Last year something very strange happened on British television. BBC1 made a series for people with a pulse, for people like you and me who hate the very ground David Dickinson and his like walk on, who hate soft-focus Sunday night dramas and gritty maverick-detectives-who-breaks-the-rules, who loathe and detest the inanities of reality television with every fibre of their quivering beings. The BBC made SPOOKS. And damn me if it wasn’t a great big stinking hit.
Just in time for the launch of series 2, here comes Contender’s impressive three-disc release of series one. SPOOKS is ostensibly about the M15, secret agents who ‘live a different life every moment, face a different threat every day.’ They’re the new breed of hi-tech super-spies, the BUGS team with its tongue taken out of its cheek. SPOOKS is about terrorism, political wheeling and dealing, duplicity and intrigue. It’s a jungle out there and the SPOOKS team have their work cut out trying to keep their heads above water in a world getting more andmore uncertain every day.

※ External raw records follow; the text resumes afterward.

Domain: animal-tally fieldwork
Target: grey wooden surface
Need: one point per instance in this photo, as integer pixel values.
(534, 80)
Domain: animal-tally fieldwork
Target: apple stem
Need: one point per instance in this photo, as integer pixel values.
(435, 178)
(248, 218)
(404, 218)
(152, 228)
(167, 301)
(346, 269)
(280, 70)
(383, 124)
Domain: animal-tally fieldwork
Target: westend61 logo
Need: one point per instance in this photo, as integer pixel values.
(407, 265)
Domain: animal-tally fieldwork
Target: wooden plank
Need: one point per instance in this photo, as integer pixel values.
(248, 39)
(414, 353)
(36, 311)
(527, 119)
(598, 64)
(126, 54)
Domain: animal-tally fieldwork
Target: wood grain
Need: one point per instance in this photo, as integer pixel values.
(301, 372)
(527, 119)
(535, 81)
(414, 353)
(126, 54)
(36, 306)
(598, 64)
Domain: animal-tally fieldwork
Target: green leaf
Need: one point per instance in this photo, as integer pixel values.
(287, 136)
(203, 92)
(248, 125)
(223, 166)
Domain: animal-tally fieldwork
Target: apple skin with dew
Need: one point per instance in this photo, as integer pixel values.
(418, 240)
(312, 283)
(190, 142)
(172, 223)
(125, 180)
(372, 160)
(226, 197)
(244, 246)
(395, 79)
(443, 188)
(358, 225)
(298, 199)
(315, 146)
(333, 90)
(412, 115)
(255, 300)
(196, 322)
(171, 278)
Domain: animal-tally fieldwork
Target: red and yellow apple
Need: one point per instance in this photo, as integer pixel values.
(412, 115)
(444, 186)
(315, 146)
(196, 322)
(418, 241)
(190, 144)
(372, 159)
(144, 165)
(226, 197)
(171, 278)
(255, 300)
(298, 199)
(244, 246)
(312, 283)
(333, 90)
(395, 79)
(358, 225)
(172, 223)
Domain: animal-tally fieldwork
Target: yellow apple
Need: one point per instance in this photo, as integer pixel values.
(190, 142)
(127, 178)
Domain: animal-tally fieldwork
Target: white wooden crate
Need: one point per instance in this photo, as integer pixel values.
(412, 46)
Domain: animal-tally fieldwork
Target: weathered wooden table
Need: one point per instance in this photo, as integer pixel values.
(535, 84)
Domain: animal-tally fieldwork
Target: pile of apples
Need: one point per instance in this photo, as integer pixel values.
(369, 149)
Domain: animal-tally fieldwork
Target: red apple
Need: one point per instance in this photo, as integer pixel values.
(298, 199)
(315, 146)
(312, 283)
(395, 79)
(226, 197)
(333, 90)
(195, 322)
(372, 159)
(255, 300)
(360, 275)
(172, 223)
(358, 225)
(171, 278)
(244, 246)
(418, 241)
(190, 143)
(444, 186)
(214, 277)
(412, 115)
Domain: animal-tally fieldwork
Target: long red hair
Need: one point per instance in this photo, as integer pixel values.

It’s a smart, stylish series, utilising trendy split-screen techniques and sharp, snazzy graphics. It’s action-packed and intelligent, worlds away from the moribund drivel which generally passes as contemporary drama. It’s edgy stuff too, chilling and nerve-wracking in places; the end of episode two will live long in the memory of those who saw it when it was broadcast and those who experience it for the first time now on DVD. Not everyone makes it to the end of the series in one piece and the famous cliffhangar has just been cleverly resolved at the start of the new series. Perhaps the success of SPOOKS will remind British TV executives that the audience actually like to be excited now and again.
THE DISCS: A lavish three-disc set but the menus are incredibly irritating and difficult to navigate. Hidden amidst all the bleeps and flashes are over twenty interview sequences, deleted scenes, scripts, featurettes and all the bits and pieces you’d expect of a modern TV series.